I get worried when people really push the free perks like
breakfast/lunch/dinner every day. That, to me, says the corporate culture will
expect you to work longer hours (for probably less take home pay) in exchange
for feeding you. The food may not even be that good or healthy for you.
Frankly, while I like my coworkers, I value having a life outside the office
with friends and family and would be extremely leery about any job that asked
me to spend the significant majority of my waking time working outside the
usual 40hrs/week.

Value wise, ask them for their per-diem rate or what they budget for
lunches/dinners to evaluate.

Lunch, depending on your organization/per-diem rates in the area, usually
fluctuates between $10-20 and dinners between $20-50 depending on
organization, expectations, restaurants in the area, etc.

Then figure out what the difference in salary is, knowing you could make
lunches and dinners on your own for between $5-10 ea that are guaranteed to be
fresh and nutritious. Odds are, you're going to be losing more money getting
the "free" lunches/dinners than you get back in their dollar value _.

_ Yes, you can argue there's a time tradeoff for buying and cooking, but if
you do it smart, you can get this down to once a week in a batch trip at a
prescheduled time.

------
poof131
Probably view it as a negative signal. If it’s a startup, and the revenue has
flat lined for the last two quarters, making most peoples stock worthless, and
all your team mates talk about is how the gourmet catered lunch isn’t as good
as their friends’ lunches at Uber and AirBnb, well you get what you hire for.

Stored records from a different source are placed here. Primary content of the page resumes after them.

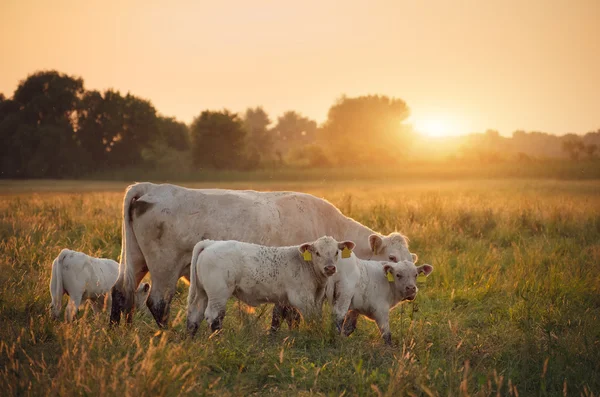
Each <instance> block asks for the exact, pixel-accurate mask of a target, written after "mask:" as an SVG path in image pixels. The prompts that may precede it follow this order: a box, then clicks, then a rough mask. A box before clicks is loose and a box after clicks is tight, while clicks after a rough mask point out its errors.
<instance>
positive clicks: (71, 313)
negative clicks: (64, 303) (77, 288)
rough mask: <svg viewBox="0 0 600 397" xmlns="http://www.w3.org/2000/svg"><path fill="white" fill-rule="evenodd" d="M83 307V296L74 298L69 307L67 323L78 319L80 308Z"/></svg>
mask: <svg viewBox="0 0 600 397" xmlns="http://www.w3.org/2000/svg"><path fill="white" fill-rule="evenodd" d="M80 305H81V296H72V297H71V298H70V299H69V304H68V305H67V310H66V316H67V321H68V322H72V321H73V320H74V319H75V317H77V312H78V311H79V306H80Z"/></svg>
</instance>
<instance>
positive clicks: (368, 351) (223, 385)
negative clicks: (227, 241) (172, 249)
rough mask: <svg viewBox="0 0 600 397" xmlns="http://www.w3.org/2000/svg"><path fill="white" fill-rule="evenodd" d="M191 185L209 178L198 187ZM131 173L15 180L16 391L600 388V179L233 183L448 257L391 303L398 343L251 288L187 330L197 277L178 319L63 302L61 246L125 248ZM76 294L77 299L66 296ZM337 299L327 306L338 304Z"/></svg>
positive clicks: (370, 325) (253, 391)
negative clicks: (297, 203) (239, 298)
mask: <svg viewBox="0 0 600 397" xmlns="http://www.w3.org/2000/svg"><path fill="white" fill-rule="evenodd" d="M186 185H188V186H192V185H194V184H192V183H186ZM125 186H126V183H100V182H68V181H50V182H48V181H46V182H39V181H21V182H2V183H1V184H0V191H1V192H3V194H2V196H0V237H1V238H0V266H1V271H0V318H1V319H2V320H1V321H2V325H1V326H0V346H1V347H0V388H1V390H3V394H5V395H28V394H31V395H46V394H50V395H83V394H85V395H90V394H91V395H98V394H102V395H130V396H134V395H140V393H141V395H146V394H150V393H151V394H153V395H179V394H187V393H191V394H204V395H219V396H222V395H248V394H250V395H252V394H261V395H262V394H265V395H282V396H283V395H285V396H287V395H310V394H315V395H340V394H345V395H389V396H392V395H393V396H396V395H466V394H473V395H489V394H496V392H498V391H499V392H500V394H501V395H517V393H518V395H520V396H526V395H563V394H564V395H580V394H583V395H592V394H593V395H597V394H598V392H600V375H599V374H600V318H599V316H600V181H598V180H589V181H572V180H560V181H559V180H553V179H496V180H489V179H461V180H458V181H440V180H431V179H430V180H425V181H421V180H417V179H412V180H409V181H401V180H400V181H399V180H398V179H396V180H392V179H390V180H378V181H377V180H370V181H368V180H360V181H352V180H347V181H344V182H331V183H330V182H327V181H325V180H323V181H320V180H315V181H314V182H306V183H303V182H288V183H284V182H248V181H246V182H238V183H235V182H230V183H205V184H202V185H200V186H210V187H225V186H227V187H233V188H255V189H262V190H279V189H285V190H300V191H306V192H309V193H313V194H315V195H317V196H320V197H325V198H327V199H329V200H330V201H332V202H333V203H334V204H335V205H337V206H338V207H339V208H340V209H341V210H342V211H343V212H344V213H345V214H347V215H349V216H352V217H353V218H355V219H357V220H358V221H360V222H362V223H364V224H366V225H368V226H369V227H371V228H373V229H375V230H377V231H379V232H382V233H389V232H392V231H395V230H398V231H402V232H404V233H405V234H406V235H408V237H409V238H410V248H411V251H412V252H416V253H417V254H418V255H419V263H421V264H422V263H430V264H432V265H433V266H434V268H435V270H434V272H433V274H432V275H431V276H430V277H429V278H428V279H427V281H426V282H425V283H424V284H421V285H420V291H419V295H418V297H417V299H416V302H415V303H413V304H405V305H402V306H401V307H399V308H396V309H395V310H394V311H393V313H392V314H391V316H390V317H391V329H392V335H393V346H392V347H386V346H385V345H384V343H383V341H382V340H381V338H380V335H379V333H378V331H377V328H376V326H375V324H373V323H371V322H368V321H366V320H364V319H361V320H360V321H359V324H358V330H357V331H356V332H355V333H354V334H353V335H352V336H351V337H349V338H342V337H339V336H336V335H334V334H333V333H332V331H331V329H332V325H331V321H330V319H329V317H328V316H325V318H324V319H323V323H322V324H316V325H311V326H310V327H309V326H307V325H304V324H303V325H302V326H301V328H300V329H299V330H294V331H290V330H288V329H287V328H286V327H284V328H282V330H281V331H280V332H279V333H278V334H276V335H275V336H269V335H268V332H267V330H268V325H269V320H270V309H271V308H270V307H269V306H264V307H259V308H257V309H256V311H255V312H254V313H248V312H247V310H246V308H245V307H244V306H243V305H241V306H240V305H238V304H237V303H236V302H235V301H232V302H231V303H230V307H229V310H228V313H227V316H226V318H225V323H224V327H223V332H222V333H221V334H219V335H214V336H210V335H209V331H208V329H207V327H206V324H205V323H203V324H202V326H201V330H200V332H199V333H198V335H197V337H196V338H195V339H194V340H190V339H189V338H187V337H186V332H185V303H186V297H187V286H186V285H185V283H183V282H180V285H179V287H178V294H177V295H176V297H175V300H174V306H173V310H172V316H171V326H170V328H169V329H168V330H166V331H159V330H158V329H157V327H156V324H155V323H154V321H153V320H152V319H150V318H148V317H144V316H143V315H142V314H136V316H135V319H134V321H133V325H132V326H130V327H125V326H121V327H119V328H116V329H110V328H109V327H108V313H104V314H101V315H96V316H95V315H94V314H93V313H92V311H91V310H87V311H84V312H82V313H80V315H79V318H78V320H77V321H76V322H75V323H73V324H65V323H63V322H56V321H52V320H51V319H50V316H49V311H48V305H49V303H50V293H49V288H48V285H49V281H50V271H51V264H52V259H53V258H54V257H56V255H58V253H59V252H60V250H61V249H62V248H65V247H67V248H71V249H75V250H80V251H83V252H86V253H89V254H92V255H96V256H103V257H109V258H113V259H118V255H119V252H120V244H121V229H120V222H121V215H120V212H121V205H122V195H123V189H124V187H125ZM64 299H65V301H66V299H67V298H66V297H65V298H64ZM328 310H329V309H328V308H327V307H326V310H325V311H326V314H327V313H329V311H328Z"/></svg>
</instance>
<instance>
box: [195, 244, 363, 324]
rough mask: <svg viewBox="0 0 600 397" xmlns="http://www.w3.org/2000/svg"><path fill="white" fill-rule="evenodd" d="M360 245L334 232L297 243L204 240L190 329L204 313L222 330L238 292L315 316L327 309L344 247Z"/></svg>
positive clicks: (249, 300)
mask: <svg viewBox="0 0 600 397" xmlns="http://www.w3.org/2000/svg"><path fill="white" fill-rule="evenodd" d="M354 245H355V244H354V243H353V242H352V241H344V242H337V241H336V240H335V239H334V238H332V237H328V236H325V237H321V238H319V239H318V240H316V241H314V242H311V243H304V244H302V245H299V246H292V247H267V246H264V245H257V244H251V243H243V242H239V241H231V240H230V241H212V240H204V241H200V242H199V243H198V244H196V246H195V247H194V250H193V253H192V262H191V271H190V273H191V274H190V291H189V294H188V319H187V328H188V332H189V333H190V335H191V336H194V334H195V333H196V331H197V330H198V325H199V323H200V322H201V320H202V318H201V317H202V315H204V317H205V318H206V321H207V322H208V324H209V325H210V328H211V330H212V331H213V332H215V331H218V330H220V329H221V327H222V324H223V318H224V317H225V308H226V306H227V300H228V299H229V298H230V297H231V296H232V295H233V296H235V297H236V298H238V299H239V300H241V301H242V302H245V303H246V304H248V305H250V306H258V305H259V304H262V303H275V304H281V305H289V306H293V307H294V308H296V309H298V310H299V311H300V313H301V314H302V315H303V316H305V317H309V318H311V319H315V318H316V317H317V316H318V315H319V314H320V312H321V306H322V305H321V303H322V301H323V298H324V296H325V285H326V283H327V278H328V277H330V276H332V275H333V274H335V272H336V263H337V261H338V258H339V257H340V255H339V253H340V250H343V249H347V250H352V249H353V248H354Z"/></svg>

If you’re thinking too much about lunch, you’re probably thinking about the
wrong stuff. Which company has the better team, the better leader, the better
market opportunities, the better product, the better learning experience, the
better professional growth potential, the better lifestyle, the better equity,
and so on. A lot of things should be way farther up on the list than what’s
for lunch. Don’t let the frivolous tricks to trap you in the office distract
you from the things that really matter.

------
bmm6o
Lunch: like anything else. How much will it save you? That depends on how much
you would otherwise spend on lunch (hint, not $20). Even with free lunch, you
will sometimes want to get out of the office anyway, so don't count it at a
full 5x/week. Note: there are 52 weeks/year (not 48), subtract vacation.

Dinner is more complicated. Yes, you can do a straight calculation like for
lunch. But free dinner is only a benefit if you assume you are going to be at
the office at dinner time. I go home and have dinner with my family. That they
offer it could be a red flag that you'll be expected to work long hours.

------
solipsism
The correct way to evaluate such offers is to ignore them.

------
jacalata
$20? Have you never taken lunch to work in your life?